«Os espiões magiares» é uma série de três conversas com jogadores portugueses que jogam na Hungria e que, ao Maisfutebol, fazem a antevisão da estreia da «equipa das quinas» no Euro 2020 frente à seleção anfitriã, na Aréna Puskás, em Budapeste.

Rui Pedro é o português que há mais anos joga na Hungria. Depois de ter jogado na Roménia e na Bulgária, o médio 32 anos veio para Budapeste para jogar no Ferencvaros, clube mais popular do país, e em quatro anos representou o Haladas, o DVTK e na última meia época o Mezokovesdi.

Sobre o futebol húngaro, o jogador formado no FC Porto – e que chegou a representar a equipa principal dos dragões em 2007/08 – destaca a evolução nas infraestruturas e a paixão dos adeptos.
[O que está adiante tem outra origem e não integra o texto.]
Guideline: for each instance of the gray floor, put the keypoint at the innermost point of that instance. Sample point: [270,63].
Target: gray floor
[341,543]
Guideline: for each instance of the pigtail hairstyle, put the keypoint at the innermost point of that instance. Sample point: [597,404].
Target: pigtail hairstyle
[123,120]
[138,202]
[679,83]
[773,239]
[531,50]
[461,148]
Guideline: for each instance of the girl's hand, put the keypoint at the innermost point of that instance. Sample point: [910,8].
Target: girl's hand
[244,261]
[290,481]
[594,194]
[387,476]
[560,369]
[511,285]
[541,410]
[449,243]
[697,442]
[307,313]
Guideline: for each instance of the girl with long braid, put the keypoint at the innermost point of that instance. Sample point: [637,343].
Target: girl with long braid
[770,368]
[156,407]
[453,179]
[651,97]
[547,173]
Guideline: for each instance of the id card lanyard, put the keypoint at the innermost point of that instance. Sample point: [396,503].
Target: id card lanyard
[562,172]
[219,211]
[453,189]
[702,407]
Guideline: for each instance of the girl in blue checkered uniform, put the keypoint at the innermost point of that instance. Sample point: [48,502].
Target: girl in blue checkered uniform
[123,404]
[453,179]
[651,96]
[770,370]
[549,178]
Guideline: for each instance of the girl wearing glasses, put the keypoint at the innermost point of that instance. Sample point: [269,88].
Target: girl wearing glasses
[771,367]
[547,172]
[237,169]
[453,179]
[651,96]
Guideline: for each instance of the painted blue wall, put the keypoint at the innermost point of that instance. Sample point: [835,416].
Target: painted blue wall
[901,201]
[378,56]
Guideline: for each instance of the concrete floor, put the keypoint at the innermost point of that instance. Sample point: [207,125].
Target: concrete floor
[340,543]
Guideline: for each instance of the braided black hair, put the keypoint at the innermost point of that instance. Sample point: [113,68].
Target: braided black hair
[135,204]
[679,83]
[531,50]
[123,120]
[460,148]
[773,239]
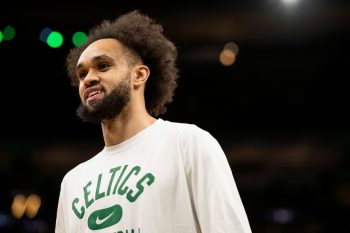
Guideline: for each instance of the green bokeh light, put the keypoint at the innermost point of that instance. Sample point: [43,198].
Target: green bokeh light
[9,33]
[55,39]
[79,38]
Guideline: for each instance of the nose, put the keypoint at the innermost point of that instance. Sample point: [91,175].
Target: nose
[91,79]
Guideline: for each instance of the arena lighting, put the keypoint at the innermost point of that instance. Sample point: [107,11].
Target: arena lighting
[228,55]
[289,2]
[54,39]
[9,33]
[79,38]
[44,34]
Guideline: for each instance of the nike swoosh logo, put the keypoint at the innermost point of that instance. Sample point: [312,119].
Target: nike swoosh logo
[103,218]
[100,221]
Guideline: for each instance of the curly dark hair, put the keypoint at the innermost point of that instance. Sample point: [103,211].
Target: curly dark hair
[144,39]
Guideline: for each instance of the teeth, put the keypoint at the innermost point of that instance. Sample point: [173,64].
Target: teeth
[94,93]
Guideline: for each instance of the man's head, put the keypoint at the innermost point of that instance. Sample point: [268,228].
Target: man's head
[143,43]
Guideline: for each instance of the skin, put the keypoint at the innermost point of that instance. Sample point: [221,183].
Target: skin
[102,66]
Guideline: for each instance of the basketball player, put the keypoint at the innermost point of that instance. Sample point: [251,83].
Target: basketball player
[152,176]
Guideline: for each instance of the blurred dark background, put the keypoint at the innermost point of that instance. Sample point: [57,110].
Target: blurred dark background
[280,111]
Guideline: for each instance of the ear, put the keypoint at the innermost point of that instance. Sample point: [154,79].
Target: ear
[141,74]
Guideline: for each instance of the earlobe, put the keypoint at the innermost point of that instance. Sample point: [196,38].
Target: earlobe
[142,73]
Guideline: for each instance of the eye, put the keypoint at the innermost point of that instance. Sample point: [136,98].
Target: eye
[103,66]
[81,75]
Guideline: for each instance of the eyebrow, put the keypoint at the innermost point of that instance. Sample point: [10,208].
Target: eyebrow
[96,59]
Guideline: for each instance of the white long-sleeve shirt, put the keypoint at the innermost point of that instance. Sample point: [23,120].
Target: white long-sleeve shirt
[170,177]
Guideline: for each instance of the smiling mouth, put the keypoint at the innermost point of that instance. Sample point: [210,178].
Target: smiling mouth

E para o jogo de estreia de Portugal no Europeu, na próxima terça-feira (15 de junho) frente à seleção magiar, deixa um alerta: atenção a Adam Szallai e a Roland Sallai.

Comecemos pelo que interessa aos adeptos portugueses: o que é que a Seleção Nacional tem de fazer para entrar neste Europeu a ganhar frente à Hungria?

Desde logo, tornar o jogo dinâmico. É por aí que a qualidade individual dos nossos jogadores pode fazer a diferença. Há que ter paciência. Eles não têm jogadores extremamente rápidos, mas vão tentar aproveitar os nossos erros. Vão criar-nos dificuldades, apesar de sermos favoritos. Desde 2008 que Portugal não entra a ganhar no Europeu. É importante neste grupo complicado fazer já os três pontos no primeiro jogo.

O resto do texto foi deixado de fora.